TCPR: And what is the result?
Dr. Schwartz: That then develops into a key working mechanism of EMDR therapy, which we refer to as the dual awareness effect. Dual awareness means that I can be present and oriented with my senses in the here and now, and can recognize that I’m safe while I turn my attention to there and then and the traumatic incidents that happened to me. What often happens, especially with complex PTSD, is that there can be a flooding of physiological arousal. If someone has a tendency toward dissociation, the person might get overwhelmed very quickly, and we don’t want to lose dual awareness. So, as soon as that arousal state feels like it’s too much, we then return awareness to here and now. You say to the patient: “You’re sitting in this room with me. Look around the room. Can you recognize that you’re safe now?” If the patient replies, “Yes, I can,” we can now bring our attention back to the traumatic incident, and we’ll work a little bit at a time. Sometimes this is referred to as pendulation, or a titration model.
TCPR: And where do the eye movements, or the other kind of movements, come into the model?
Dr. Schwartz: The eye movements and other forms of bilateral stimulation, such as bilateral sounds or bilateral music, facilitate the dual awareness state. EMDR therapy also incorporates bilateral stimulation in the form of eye movements. Therapists move their fingers from side to side in front of the client’s face, and the client tracks this movement with the eyes. Bilateral stimulation can be experienced with tones in the ears or pulsers held in the hands.
TCPR: Any other thoughts on why the complex PTSD concept isn’t fully accepted yet? For example, it’s not in the DSM-5, right?
Dr. Schwartz: Correct, but I believe that it should be. I think including complex PTSD in the DSM-5 would reduce a lot of misdiagnoses.
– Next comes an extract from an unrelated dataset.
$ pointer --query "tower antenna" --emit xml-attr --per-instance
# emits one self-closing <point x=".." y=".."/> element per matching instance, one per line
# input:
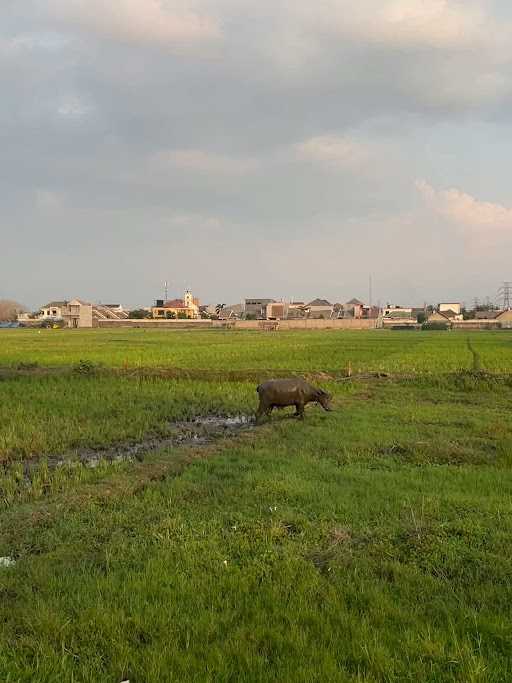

More and more people are getting this diagnosis from clinicians, who are familiar with it from psychiatrists, from their doctors, who have been educated to look for complex PTSD. But in terms of providing a diagnosis, we still must resort to the traditional PTSD diagnosis, because it’s the closest we have. A DSM-5 committee considered adding both complex PTSD and developmental trauma to the manual, but decided against it because these seemed too similar to other disorders.